Dal processo di Torino cosa si attende il rappresentante delle vittime?
«Mi aspetto una grande operazione di verità, che la procura di Torino ha già messo in luce con un'indagine formidabile, eccezionale, mai tentata in Europa e, credo, nel mondo. L'impianto probatorio è molto solido e spero che lo sia a sufficienza per far confermare con una sentenza coerente una verità che già conosciamo. Concretamente questo significa riconoscere i morti, gli ammalati e i dovuti risarcimenti del danno.
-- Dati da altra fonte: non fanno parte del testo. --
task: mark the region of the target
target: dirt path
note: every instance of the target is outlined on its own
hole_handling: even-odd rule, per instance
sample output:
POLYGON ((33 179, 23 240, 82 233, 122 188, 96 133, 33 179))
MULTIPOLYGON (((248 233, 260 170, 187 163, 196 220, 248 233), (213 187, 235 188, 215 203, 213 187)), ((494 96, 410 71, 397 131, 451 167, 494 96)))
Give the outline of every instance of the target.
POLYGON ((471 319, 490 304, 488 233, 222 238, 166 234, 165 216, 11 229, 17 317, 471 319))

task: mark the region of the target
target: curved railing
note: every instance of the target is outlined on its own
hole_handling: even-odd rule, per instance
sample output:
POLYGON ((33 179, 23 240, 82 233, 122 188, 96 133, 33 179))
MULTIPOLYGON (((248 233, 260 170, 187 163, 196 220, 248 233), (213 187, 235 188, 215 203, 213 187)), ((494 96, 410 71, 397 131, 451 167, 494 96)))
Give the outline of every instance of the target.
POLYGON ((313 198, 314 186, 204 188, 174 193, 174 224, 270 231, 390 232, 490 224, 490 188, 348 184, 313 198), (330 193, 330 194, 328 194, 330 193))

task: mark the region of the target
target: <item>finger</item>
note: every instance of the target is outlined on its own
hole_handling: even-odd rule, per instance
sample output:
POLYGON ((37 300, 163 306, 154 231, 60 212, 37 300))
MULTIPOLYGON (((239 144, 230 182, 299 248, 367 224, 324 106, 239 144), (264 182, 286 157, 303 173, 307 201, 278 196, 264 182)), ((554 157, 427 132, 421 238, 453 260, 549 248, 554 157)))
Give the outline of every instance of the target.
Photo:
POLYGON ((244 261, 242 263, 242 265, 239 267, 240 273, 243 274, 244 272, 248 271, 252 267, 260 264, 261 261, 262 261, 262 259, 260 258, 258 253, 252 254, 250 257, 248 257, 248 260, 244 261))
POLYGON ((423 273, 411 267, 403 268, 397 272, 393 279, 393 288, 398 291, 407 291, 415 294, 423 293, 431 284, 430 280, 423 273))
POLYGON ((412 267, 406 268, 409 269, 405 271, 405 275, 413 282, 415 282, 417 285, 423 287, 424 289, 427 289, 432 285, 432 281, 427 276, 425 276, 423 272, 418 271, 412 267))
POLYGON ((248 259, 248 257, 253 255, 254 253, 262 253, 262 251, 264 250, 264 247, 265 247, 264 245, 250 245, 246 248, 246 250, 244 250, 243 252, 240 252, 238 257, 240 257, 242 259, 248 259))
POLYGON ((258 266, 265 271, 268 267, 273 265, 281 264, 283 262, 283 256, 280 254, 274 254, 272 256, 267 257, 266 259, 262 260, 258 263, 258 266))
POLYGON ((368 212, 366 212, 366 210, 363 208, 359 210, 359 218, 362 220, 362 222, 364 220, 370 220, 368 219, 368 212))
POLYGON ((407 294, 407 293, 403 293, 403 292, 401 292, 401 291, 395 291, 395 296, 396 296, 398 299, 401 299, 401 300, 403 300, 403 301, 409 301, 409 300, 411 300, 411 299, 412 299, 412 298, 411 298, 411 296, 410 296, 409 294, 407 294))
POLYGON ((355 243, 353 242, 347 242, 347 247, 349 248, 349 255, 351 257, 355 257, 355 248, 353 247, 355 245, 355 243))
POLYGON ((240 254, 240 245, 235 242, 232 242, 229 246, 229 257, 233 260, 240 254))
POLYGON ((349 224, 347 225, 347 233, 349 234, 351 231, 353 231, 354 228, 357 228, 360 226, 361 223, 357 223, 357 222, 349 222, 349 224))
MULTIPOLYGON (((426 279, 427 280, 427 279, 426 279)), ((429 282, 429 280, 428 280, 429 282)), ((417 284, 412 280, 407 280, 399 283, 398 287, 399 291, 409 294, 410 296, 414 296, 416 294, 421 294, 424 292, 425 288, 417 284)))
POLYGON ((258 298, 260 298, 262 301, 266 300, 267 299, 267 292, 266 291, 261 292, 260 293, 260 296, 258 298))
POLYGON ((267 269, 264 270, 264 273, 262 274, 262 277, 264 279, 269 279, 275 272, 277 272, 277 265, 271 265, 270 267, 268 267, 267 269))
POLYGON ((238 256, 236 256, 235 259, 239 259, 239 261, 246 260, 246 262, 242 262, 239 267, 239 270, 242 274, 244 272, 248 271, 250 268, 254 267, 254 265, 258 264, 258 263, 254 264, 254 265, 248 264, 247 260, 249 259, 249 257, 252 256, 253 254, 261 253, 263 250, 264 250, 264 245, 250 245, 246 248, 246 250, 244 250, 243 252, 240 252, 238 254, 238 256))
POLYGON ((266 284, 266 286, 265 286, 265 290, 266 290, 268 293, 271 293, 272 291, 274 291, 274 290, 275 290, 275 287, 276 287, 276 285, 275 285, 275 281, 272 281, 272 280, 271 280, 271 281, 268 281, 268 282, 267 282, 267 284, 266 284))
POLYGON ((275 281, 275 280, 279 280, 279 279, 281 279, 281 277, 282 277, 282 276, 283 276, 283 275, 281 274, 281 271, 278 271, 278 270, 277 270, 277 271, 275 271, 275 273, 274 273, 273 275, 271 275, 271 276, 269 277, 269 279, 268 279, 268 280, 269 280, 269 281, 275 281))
Spero inoltre che la sentenza funga da deterrente, che possa dare un contributo importante alla lotta mondiale contro l'utilizzo dell'amianto, che ancora avviene in tre quarti del pianeta (tutta l'Asia, salvo il Giappone, l'America latina, l'Africa). Perché è follia che così tanti Paesi continuino, solo per ragioni di costi, a ripercorrere la nostra strada e a prenotare la morte per ulteriori centinaia di migliaia di persone».